NASCAR’s new winged car is still, a year on now, such an unknown, particularly at mid-sized tracks like Texas.
  “This is still all foreign ground for us,” Biffle says. “Even though we’ve run this car, there’s still a tremendous amount we do not know.
  “And if you get off a little bit—I mean, say on your splitter (front nose) balance, like 30-thousandths….you’re talking about such a fine line.
  “And if something changes a tiny bit in the race – say, the (shock) bump-stop gets a little weak, or you change tire pressure—you can go from being one of the faster cars to trying to stay on the lead lap all of sudden. 
  “We’ve seen that with Jimmie Johnson, and Kasey Kahne.
  “With this car the window is so small.
  “Jeff Burton hit it on the nail head (at Bristol). Carl (Edwards) got it just perfect at California.  Kyle Busch got going good at Atlanta.
  “It’s just such a fine line it’s easy to miss it.”


 Is Biffle riding a wave? Not quite, not yet. But it may be coming. He’s a streak player, and that streak may be coming.
  “You just work at it and work at it and work at it,” he says. “This sport is so humbling and so tough: One day you feel you’re pretty good, and the next day you’re way behind. 
  “It is hard to keep a level head, and keep consistency. That’s the most difficult thing—because when you’ve got something that’s working, then all of a sudden it changes. 
  “So you always try to make a positive and build on that.

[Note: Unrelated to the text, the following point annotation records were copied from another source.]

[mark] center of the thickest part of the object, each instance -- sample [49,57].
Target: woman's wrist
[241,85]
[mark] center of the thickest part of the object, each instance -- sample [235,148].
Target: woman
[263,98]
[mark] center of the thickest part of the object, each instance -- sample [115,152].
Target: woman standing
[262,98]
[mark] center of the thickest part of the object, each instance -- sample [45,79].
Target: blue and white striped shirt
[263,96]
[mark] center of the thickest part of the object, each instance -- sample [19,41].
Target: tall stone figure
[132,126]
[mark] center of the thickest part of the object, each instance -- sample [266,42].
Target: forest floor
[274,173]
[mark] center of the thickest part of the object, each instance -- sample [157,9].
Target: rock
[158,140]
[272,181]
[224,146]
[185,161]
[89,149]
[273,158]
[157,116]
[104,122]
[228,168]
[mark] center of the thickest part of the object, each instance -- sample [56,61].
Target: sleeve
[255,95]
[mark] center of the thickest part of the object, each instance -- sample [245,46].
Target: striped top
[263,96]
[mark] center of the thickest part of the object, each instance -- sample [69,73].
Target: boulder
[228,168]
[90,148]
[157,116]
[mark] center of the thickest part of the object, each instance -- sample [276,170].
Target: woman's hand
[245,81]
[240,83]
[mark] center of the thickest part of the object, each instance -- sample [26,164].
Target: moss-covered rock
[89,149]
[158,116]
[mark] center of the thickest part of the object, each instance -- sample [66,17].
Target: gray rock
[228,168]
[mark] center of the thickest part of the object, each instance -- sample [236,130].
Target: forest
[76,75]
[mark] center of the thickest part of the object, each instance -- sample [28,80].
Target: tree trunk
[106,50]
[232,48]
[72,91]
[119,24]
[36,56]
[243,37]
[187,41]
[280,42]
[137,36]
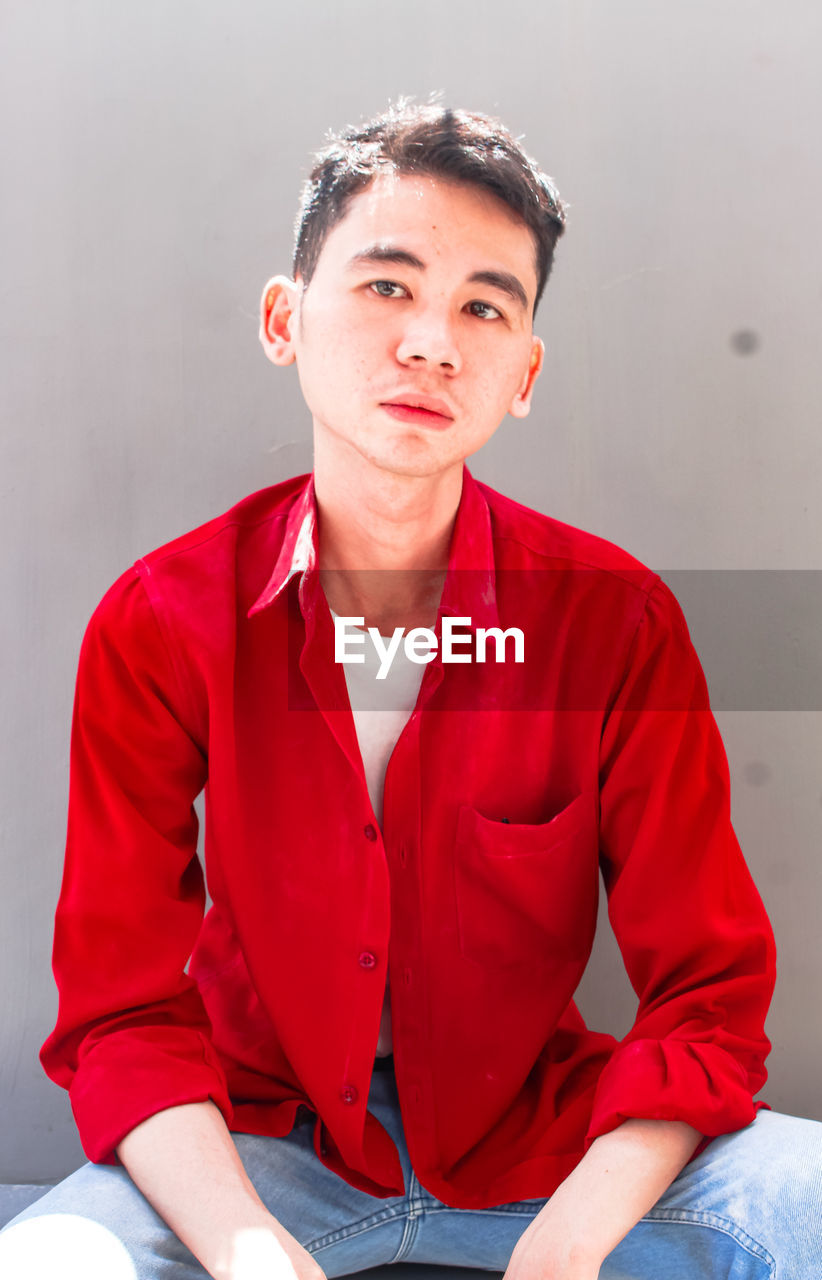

  “But last year at Loudon our first race there we were 49th-quickest, the slowest car there. I had run top-five all of the previous races, so that was the most disappointing point in my career.
  “But by the end of the year we came back and ran top-10 most of the (September) race and finished 13th. 
  “Then we take the car to Dover (the following week), and we’re try to catch Carl at the end and finish second. 
  “We go to Phoenix and finish second, but five or six more laps we would have caught Jimmie Johnson.
    “Then the season was over…and we’ve picked up right this year where we left off last year.”